In 2009, Fuller testified in the military commission trial of Omar Khadr. Fuller recounted that he interrogated Khadr at Bagram Airbase on October 7, 2002, three months after Khadr was captured. Fuller's report of the interview, written right after it, was introduced as evidence in the trial. The report stated that Khadr took several minutes to identify Maher Arar from a photograph. It also stated that Khadr thought he saw Arar at a Kabul, Afghanistan safe house in September and October 2001. The day after the interrogation, October 8, 2002, Arar, who had been in detention at J.F.K. airport for the past 12 days, was extraordinarily rendered to Syria.

==2009 Bronx terrorism plot==
Fuller was the FBI handler of the informant Shahed Hussain, who conspired with James Cromitie to attempt an attack on two synagogues in the Bronx in 2009. Officially, the FBI authorized Hussain to offer US$5,000 to each man participating in the plot but how much money they believed they were doing it for remains unclear. Cromitie, along with three other defendants, was convicted and sentenced to 25 years in prison. Fuller testified at the trial that the informant, Shahed Hussain, made twelve trips to a mosque in Newburgh, New York, "to attempt to interact with other individuals in other F.B.I. counterterrorism operations," and to keep his ear open for "radical Islamic thoughts." Hussain was paid $44,000 for expenses and $53,000 for his services over a three-year period.

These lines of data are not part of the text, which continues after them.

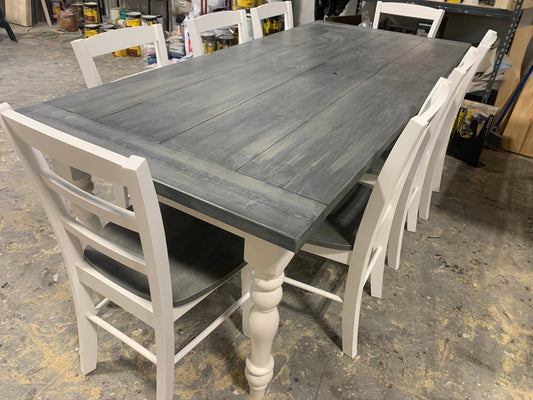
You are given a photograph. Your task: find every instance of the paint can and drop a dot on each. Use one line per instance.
(91, 30)
(147, 20)
(108, 27)
(90, 10)
(176, 47)
(133, 18)
(245, 4)
(225, 41)
(114, 14)
(77, 9)
(56, 8)
(209, 42)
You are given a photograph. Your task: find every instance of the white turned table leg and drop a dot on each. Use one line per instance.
(268, 262)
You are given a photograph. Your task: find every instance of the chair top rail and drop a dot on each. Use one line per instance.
(94, 159)
(119, 39)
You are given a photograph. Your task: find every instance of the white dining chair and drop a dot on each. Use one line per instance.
(152, 260)
(216, 20)
(356, 233)
(108, 42)
(270, 10)
(417, 198)
(433, 162)
(438, 160)
(434, 15)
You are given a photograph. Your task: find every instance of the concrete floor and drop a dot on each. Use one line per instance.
(455, 321)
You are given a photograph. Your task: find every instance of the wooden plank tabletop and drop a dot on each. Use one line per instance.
(267, 136)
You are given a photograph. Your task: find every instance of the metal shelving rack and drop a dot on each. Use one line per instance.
(484, 11)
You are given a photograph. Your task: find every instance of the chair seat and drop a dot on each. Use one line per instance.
(201, 256)
(339, 229)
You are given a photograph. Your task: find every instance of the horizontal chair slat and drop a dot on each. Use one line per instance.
(103, 209)
(104, 246)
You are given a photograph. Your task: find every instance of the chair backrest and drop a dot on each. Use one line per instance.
(33, 140)
(216, 20)
(270, 10)
(107, 42)
(374, 229)
(460, 79)
(410, 10)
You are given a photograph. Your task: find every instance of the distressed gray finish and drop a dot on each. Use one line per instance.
(267, 136)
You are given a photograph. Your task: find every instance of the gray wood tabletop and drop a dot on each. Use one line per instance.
(267, 136)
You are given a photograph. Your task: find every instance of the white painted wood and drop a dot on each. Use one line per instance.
(434, 15)
(470, 63)
(367, 259)
(33, 141)
(107, 42)
(268, 262)
(411, 191)
(246, 284)
(212, 21)
(46, 13)
(270, 10)
(313, 289)
(212, 326)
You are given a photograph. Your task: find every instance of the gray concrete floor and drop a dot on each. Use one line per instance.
(455, 321)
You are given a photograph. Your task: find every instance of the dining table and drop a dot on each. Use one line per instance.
(263, 139)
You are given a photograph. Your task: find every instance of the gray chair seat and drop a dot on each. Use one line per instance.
(201, 256)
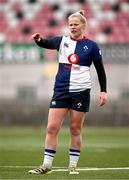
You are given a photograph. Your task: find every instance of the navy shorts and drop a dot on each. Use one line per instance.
(79, 101)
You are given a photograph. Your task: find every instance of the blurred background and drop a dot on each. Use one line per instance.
(27, 72)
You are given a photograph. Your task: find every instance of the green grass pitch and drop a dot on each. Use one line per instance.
(104, 154)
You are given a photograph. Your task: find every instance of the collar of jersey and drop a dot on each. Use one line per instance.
(81, 39)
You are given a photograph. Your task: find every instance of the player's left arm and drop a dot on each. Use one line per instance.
(102, 81)
(98, 63)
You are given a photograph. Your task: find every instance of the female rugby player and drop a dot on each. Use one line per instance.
(72, 88)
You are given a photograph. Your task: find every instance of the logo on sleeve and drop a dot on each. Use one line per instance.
(73, 58)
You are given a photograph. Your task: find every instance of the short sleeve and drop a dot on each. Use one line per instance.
(97, 54)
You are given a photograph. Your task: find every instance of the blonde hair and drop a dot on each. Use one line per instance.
(81, 15)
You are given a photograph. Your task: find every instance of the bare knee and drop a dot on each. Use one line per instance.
(52, 130)
(75, 130)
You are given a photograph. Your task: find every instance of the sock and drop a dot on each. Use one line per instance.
(74, 155)
(49, 155)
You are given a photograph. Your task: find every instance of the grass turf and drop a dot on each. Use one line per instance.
(21, 148)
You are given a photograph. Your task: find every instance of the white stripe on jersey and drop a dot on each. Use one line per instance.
(80, 75)
(80, 78)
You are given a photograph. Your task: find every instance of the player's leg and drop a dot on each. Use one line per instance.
(79, 106)
(55, 119)
(76, 124)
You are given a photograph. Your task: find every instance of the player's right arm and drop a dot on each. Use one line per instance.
(45, 43)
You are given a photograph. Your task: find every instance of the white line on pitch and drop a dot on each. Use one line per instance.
(62, 169)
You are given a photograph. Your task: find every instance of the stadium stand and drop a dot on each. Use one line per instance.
(108, 20)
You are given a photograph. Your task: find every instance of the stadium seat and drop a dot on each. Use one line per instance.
(106, 19)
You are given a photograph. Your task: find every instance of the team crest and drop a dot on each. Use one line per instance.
(73, 58)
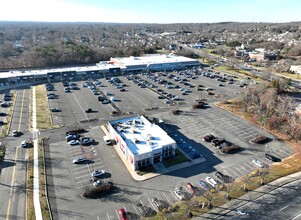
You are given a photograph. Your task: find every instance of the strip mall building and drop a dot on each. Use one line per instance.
(113, 67)
(141, 142)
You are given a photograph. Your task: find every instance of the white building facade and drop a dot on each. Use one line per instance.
(141, 142)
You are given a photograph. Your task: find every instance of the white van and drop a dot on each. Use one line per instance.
(107, 140)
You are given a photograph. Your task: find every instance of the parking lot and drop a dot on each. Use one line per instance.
(187, 129)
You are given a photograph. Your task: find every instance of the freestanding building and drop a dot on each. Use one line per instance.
(141, 142)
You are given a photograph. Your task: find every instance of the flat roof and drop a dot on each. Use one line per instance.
(152, 59)
(103, 65)
(140, 135)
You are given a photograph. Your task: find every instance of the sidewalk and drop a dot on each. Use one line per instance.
(160, 168)
(249, 197)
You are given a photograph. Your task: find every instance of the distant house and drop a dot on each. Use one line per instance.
(295, 69)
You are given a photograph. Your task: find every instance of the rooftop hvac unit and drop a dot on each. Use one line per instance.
(150, 137)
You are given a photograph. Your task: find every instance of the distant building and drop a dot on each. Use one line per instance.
(197, 46)
(141, 142)
(113, 67)
(295, 69)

Fuller repeatedly told Hussain to encourage Cromitie to buy an illegal gun. An email Fuller wrote suggested the reason he kept suggesting this was to have a criminal charge versus Cromitie "in our back pocket if things went south." A different email from Fuller to officials at Stewart Airport, another potential target of the plot, stated that Cromitie would be casing the airport but that he posed no danger without help from Hussain.

On June 29, 2011, US District Judge Colleen McMahon sentenced Cromitie to 25 years in prison but pointed out that the FBI played a key role in the situation. She says: "It created acts of terrorism out of his fantasies of bravado and bigotry, and then made those fantasies come true." And added: "Only the government could have made a terrorist out of Mr. Cromitie, whose buffoonery is positively Shakespearean in scope." Shahed Hussain became a much used FBI informant after his work with Fuller in this case.

In July 2023, McMahon ordered the release of Onta Williams, Laguerre Payen and David Williams, ruling that the FBI had employed unscrupulous methods to manipulate them into committing illegal acts, including using Hussain, whom McMahon described as "unsavory."